Chimera Station Review

Image courtesy of: oddbod @BoardGameGeek.

In Chimera Station, a game by Tasty Minstrel Games, you are a building supervisor at the construction of a space station. You send a group of alien creatures to work to expand the space station with useful rooms. Every alien employee can perform one action each round. At the beginning of the game, the number of actions you can carry out is fairly limited, but because every room on the space station also offers a new action option, the number of possible actions during the game increases rapidly.

There are many different actions, but the most important one is the action with which you build a new room on the space station. You pay money for this and then you can install the room. Each new room immediately yields points. In addition, you always get something extra, namely what is depicted on the board on the field you are building on. This can be anything from money, food and points to the possibility of activating an adjacent tile or being allowed to recall a previously placed alien employee. After you have built the room, you can also immediately carry out the corresponding action. There are forty different spaces that you can build, each with their own actions.

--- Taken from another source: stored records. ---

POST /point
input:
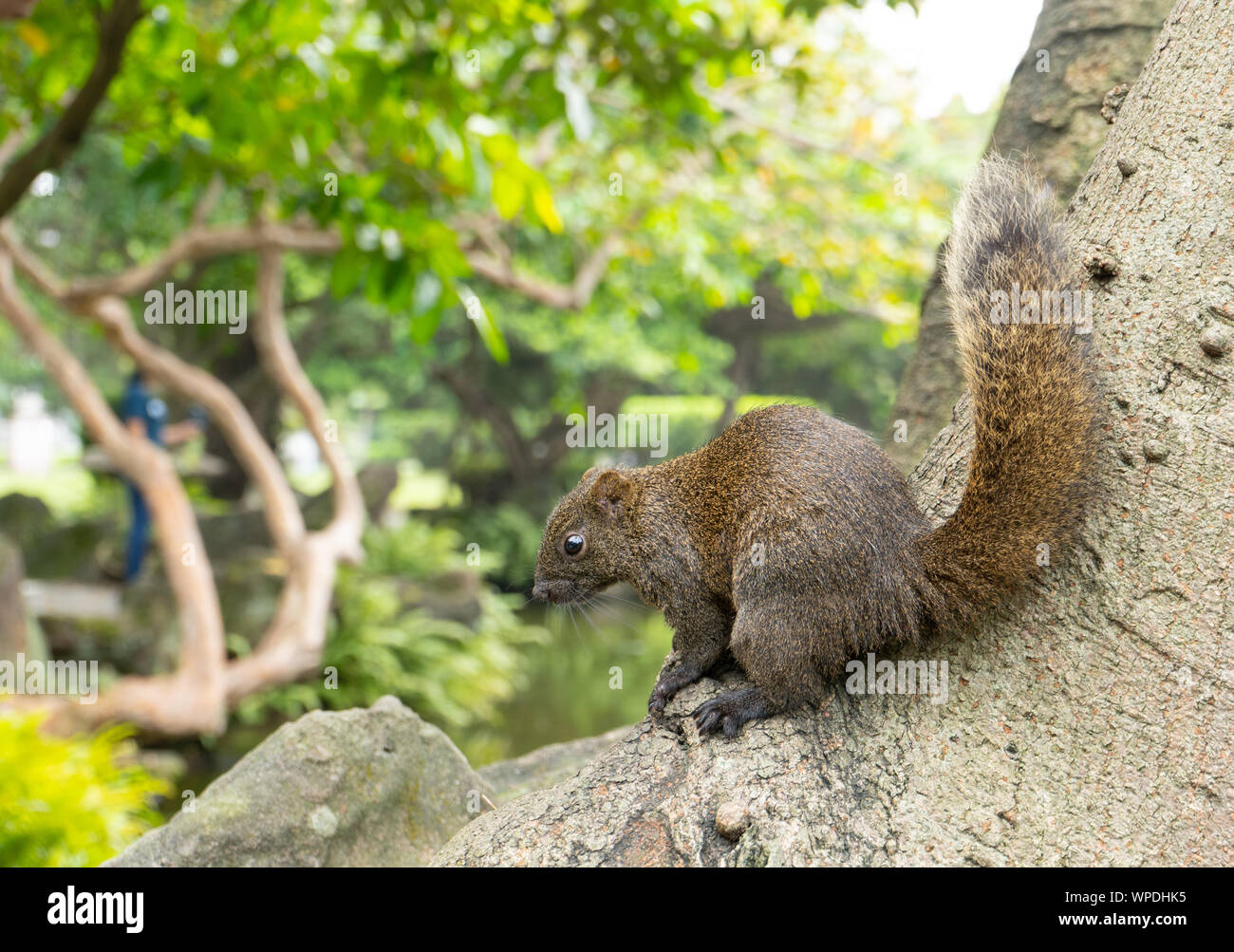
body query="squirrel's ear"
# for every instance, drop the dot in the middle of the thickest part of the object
(612, 493)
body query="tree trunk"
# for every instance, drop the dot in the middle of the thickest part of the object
(1052, 112)
(1090, 724)
(12, 615)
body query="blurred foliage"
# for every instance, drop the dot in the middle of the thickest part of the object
(722, 147)
(387, 639)
(69, 802)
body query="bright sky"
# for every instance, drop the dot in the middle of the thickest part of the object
(957, 47)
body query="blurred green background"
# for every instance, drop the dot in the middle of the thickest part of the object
(757, 151)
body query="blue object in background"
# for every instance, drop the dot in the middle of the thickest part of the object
(140, 403)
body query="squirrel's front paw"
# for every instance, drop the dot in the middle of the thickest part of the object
(661, 696)
(669, 683)
(729, 712)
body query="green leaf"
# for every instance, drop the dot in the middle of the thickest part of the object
(507, 192)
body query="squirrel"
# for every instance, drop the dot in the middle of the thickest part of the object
(846, 563)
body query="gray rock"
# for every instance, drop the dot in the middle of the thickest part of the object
(362, 787)
(547, 766)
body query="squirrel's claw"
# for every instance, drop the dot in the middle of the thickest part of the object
(729, 712)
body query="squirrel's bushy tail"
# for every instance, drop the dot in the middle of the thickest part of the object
(1035, 395)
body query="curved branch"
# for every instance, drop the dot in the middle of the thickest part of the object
(60, 140)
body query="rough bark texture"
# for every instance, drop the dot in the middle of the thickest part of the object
(1089, 724)
(1054, 116)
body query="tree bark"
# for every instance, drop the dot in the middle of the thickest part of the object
(1054, 116)
(1089, 724)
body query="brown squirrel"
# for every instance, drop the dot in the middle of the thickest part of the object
(846, 561)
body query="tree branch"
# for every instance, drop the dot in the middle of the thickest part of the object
(60, 140)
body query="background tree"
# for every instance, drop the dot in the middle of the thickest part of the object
(1090, 724)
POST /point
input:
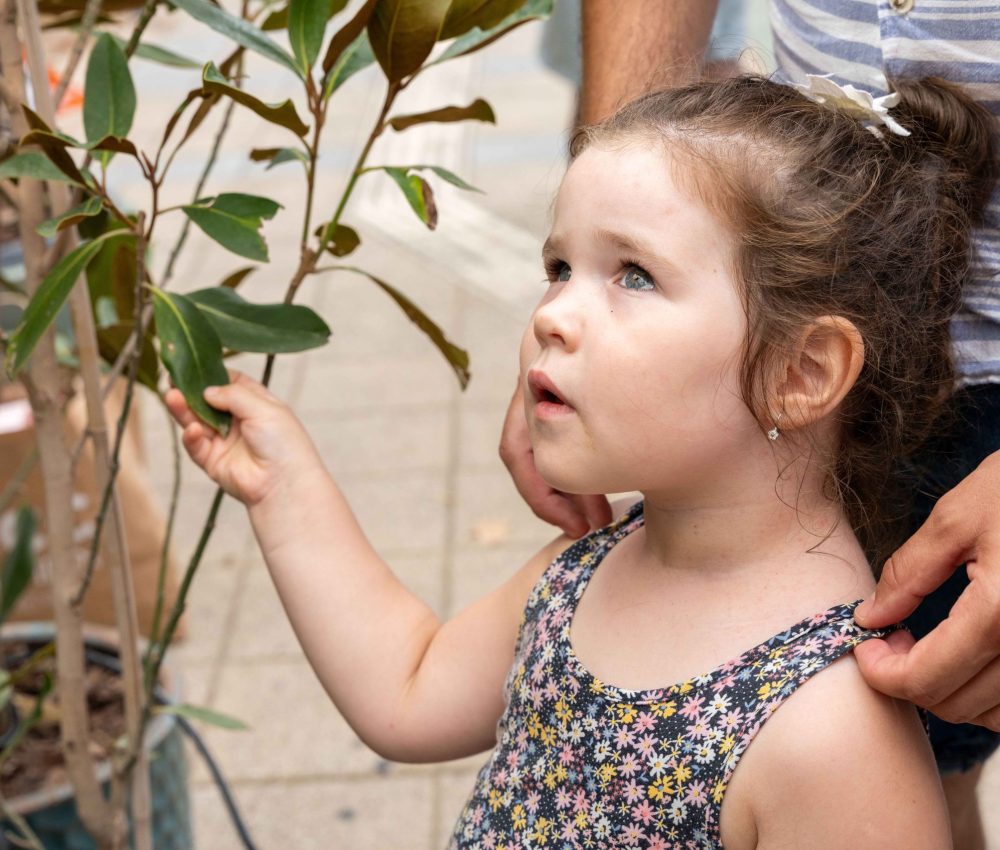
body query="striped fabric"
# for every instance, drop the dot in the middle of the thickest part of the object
(864, 41)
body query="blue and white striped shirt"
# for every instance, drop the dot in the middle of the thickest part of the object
(864, 41)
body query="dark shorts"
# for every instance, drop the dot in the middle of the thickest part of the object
(942, 464)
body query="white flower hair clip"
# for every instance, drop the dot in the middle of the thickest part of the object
(855, 102)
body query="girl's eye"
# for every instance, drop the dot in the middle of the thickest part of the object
(557, 270)
(637, 279)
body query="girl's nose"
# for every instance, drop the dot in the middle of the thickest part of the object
(558, 320)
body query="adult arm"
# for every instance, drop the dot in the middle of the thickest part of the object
(953, 671)
(630, 48)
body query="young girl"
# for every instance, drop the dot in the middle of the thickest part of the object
(746, 320)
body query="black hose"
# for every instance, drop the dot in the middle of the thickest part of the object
(112, 662)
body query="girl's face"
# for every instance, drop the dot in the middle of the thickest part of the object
(630, 364)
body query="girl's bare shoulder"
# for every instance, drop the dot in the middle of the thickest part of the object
(837, 765)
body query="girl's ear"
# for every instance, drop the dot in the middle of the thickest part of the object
(821, 370)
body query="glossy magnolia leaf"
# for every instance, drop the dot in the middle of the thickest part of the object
(205, 715)
(457, 357)
(49, 297)
(306, 27)
(233, 280)
(356, 57)
(348, 35)
(478, 110)
(37, 166)
(19, 565)
(91, 207)
(478, 38)
(403, 33)
(54, 145)
(111, 339)
(109, 95)
(278, 156)
(160, 55)
(283, 114)
(261, 328)
(418, 194)
(463, 15)
(343, 240)
(191, 351)
(233, 220)
(238, 30)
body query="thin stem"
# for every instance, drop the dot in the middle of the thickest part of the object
(91, 13)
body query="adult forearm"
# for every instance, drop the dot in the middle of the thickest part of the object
(363, 632)
(630, 48)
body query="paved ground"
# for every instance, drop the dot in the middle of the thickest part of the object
(416, 457)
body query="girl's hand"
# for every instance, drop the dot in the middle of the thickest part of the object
(266, 443)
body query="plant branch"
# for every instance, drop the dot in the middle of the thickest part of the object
(91, 13)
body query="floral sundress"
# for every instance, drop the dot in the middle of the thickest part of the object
(581, 764)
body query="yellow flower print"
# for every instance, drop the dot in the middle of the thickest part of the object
(520, 817)
(661, 788)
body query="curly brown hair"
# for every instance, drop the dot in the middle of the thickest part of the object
(832, 219)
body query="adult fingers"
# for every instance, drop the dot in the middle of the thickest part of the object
(919, 566)
(929, 671)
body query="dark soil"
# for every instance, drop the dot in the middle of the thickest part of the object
(37, 761)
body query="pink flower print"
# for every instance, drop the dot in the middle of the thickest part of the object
(698, 729)
(532, 801)
(630, 835)
(643, 813)
(692, 707)
(624, 737)
(644, 722)
(646, 746)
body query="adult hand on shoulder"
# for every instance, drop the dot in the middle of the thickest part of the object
(954, 671)
(575, 515)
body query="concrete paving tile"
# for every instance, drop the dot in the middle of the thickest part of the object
(295, 730)
(262, 630)
(490, 512)
(361, 814)
(406, 440)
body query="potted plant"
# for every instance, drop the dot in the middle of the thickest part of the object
(126, 323)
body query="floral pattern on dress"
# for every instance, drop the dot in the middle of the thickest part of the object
(581, 764)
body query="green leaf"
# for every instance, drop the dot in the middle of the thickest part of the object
(233, 280)
(19, 564)
(457, 357)
(463, 15)
(403, 33)
(49, 297)
(347, 35)
(205, 715)
(278, 156)
(238, 30)
(111, 339)
(417, 192)
(306, 26)
(233, 220)
(91, 207)
(191, 351)
(356, 57)
(478, 38)
(342, 241)
(109, 95)
(261, 328)
(283, 114)
(35, 165)
(160, 55)
(478, 110)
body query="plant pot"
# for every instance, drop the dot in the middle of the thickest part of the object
(51, 812)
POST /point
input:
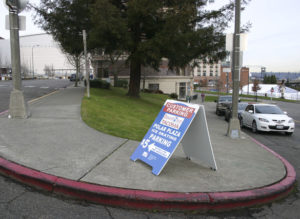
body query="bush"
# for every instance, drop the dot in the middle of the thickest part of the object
(121, 83)
(158, 92)
(173, 96)
(99, 84)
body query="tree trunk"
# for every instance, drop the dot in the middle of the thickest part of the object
(77, 71)
(135, 78)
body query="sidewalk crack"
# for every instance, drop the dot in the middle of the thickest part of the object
(97, 164)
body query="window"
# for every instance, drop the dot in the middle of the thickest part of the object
(153, 86)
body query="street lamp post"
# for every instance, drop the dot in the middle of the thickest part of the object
(17, 105)
(234, 125)
(32, 59)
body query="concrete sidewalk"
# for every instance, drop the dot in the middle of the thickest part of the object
(55, 150)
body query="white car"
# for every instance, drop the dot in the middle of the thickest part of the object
(267, 117)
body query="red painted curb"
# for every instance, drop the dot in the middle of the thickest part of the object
(150, 200)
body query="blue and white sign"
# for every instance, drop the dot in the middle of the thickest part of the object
(165, 134)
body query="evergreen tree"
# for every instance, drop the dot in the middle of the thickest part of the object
(148, 30)
(65, 20)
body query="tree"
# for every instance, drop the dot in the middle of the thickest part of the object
(256, 88)
(65, 20)
(49, 71)
(148, 30)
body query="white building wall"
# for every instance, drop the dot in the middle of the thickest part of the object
(41, 50)
(37, 50)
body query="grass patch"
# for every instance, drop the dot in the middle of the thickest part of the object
(114, 113)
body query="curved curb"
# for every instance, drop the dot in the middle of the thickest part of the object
(152, 200)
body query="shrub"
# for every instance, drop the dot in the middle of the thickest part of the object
(121, 83)
(99, 84)
(173, 96)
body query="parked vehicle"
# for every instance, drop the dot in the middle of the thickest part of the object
(241, 107)
(267, 117)
(222, 103)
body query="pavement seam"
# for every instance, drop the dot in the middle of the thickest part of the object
(97, 164)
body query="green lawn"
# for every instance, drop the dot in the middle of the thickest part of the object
(114, 113)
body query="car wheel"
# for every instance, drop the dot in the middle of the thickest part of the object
(241, 123)
(254, 127)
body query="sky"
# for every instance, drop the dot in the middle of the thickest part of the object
(273, 40)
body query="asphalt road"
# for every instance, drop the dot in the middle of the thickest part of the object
(31, 89)
(19, 201)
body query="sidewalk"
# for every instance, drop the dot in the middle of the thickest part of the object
(55, 150)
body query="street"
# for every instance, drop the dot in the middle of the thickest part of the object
(17, 200)
(31, 89)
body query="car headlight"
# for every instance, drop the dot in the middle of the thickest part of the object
(291, 121)
(263, 120)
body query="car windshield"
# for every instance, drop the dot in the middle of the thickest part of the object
(225, 99)
(242, 106)
(268, 110)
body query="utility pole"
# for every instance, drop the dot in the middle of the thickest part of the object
(17, 106)
(86, 65)
(234, 123)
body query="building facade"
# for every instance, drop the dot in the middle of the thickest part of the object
(163, 79)
(226, 79)
(39, 53)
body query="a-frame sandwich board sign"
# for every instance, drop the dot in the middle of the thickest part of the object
(177, 121)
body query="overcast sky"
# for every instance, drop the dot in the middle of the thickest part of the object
(273, 41)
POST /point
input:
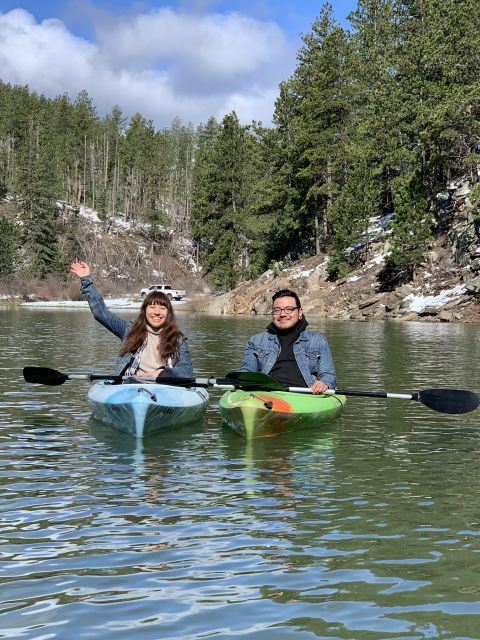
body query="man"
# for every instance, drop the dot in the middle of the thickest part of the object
(288, 352)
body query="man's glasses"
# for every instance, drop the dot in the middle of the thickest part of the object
(276, 311)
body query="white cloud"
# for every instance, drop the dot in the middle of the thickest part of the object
(162, 64)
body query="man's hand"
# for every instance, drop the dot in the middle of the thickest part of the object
(318, 387)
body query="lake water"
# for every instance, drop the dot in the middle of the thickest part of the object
(365, 530)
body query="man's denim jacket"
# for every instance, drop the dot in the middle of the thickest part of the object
(120, 327)
(311, 352)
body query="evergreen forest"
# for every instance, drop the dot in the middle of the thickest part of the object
(376, 119)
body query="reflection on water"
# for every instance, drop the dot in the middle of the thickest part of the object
(365, 530)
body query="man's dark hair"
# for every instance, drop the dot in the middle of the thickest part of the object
(287, 292)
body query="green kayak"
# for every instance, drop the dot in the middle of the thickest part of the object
(258, 413)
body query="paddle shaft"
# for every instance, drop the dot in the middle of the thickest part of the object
(444, 400)
(366, 394)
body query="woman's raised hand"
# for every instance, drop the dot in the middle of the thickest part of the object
(80, 269)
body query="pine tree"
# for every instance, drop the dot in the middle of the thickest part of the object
(9, 242)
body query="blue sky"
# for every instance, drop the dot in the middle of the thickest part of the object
(192, 59)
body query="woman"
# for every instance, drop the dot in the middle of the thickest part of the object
(152, 344)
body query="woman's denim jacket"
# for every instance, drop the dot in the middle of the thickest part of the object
(311, 352)
(120, 327)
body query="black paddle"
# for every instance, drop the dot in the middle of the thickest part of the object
(443, 400)
(52, 377)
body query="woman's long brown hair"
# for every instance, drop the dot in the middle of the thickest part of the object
(168, 345)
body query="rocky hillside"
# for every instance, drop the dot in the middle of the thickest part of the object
(446, 287)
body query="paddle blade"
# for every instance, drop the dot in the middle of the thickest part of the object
(43, 375)
(449, 400)
(249, 380)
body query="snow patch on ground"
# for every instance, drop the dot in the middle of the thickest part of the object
(419, 303)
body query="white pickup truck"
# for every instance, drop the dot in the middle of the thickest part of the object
(173, 294)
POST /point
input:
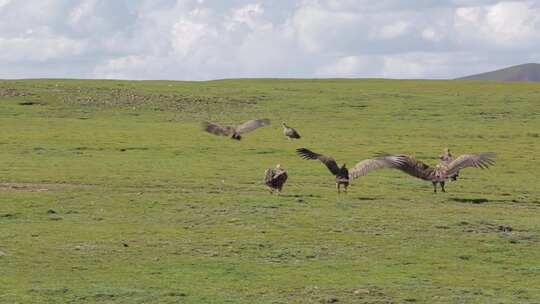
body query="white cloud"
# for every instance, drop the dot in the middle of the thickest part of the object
(196, 39)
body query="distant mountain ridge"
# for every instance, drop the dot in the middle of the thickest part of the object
(522, 72)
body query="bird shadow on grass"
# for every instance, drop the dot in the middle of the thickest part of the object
(470, 200)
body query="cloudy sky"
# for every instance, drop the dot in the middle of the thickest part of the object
(211, 39)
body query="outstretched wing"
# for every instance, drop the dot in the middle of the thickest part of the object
(482, 161)
(251, 125)
(368, 165)
(216, 129)
(414, 167)
(328, 161)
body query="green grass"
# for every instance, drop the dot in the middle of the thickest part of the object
(124, 163)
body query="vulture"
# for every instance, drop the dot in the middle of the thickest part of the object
(344, 175)
(446, 158)
(290, 132)
(445, 169)
(235, 132)
(275, 178)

With some actions you can gather new body parts for your employees to make them work more efficiently. Tentacles help collect money, food and body parts and brains make you smarter so you score more points. Every alien can be expanded with a maximum of 2 body parts.

Of course, the alien workers do not work on an empty stomach. At the end of the round they have to be fed with a hamburger. Only alien workers which are given an extra plant-hand, do not need to be fed but just snack from themselves (and if he has two plant-hands, then two colleagues can also eat with him).

After 5 rounds, the game ends. All points you have collected during the game are counted and the player with the most points wins the game.

Conclusion: Chimera Station too simple?

I find Chimera Station a difficult game to rate. On the one hand, it is a simple game (placing a token, performing action) that also looks beautiful. At the beginning of the game everything goes smoothly. It is really nice to think that you can physically expand your workers for extra possibilities. There is also a lot of humor in the names of the rooms that you can build. So you can go to a Shady Restaurant where you can exchange a body part for food or the Think Tank for an extra set of brains.

But on the other hand the game has a lot of different actions so you will have to regularly dive into the rules to see what exactly happens. And the further you get into the game, the more rooms are built and the more actions you have to choose and remember. This really takes the speed out of the game. The more often you play, the faster it goes, but certainly the first time you can certainly add an hour to the playing time indicated on the box. Then the game actually takes just too long.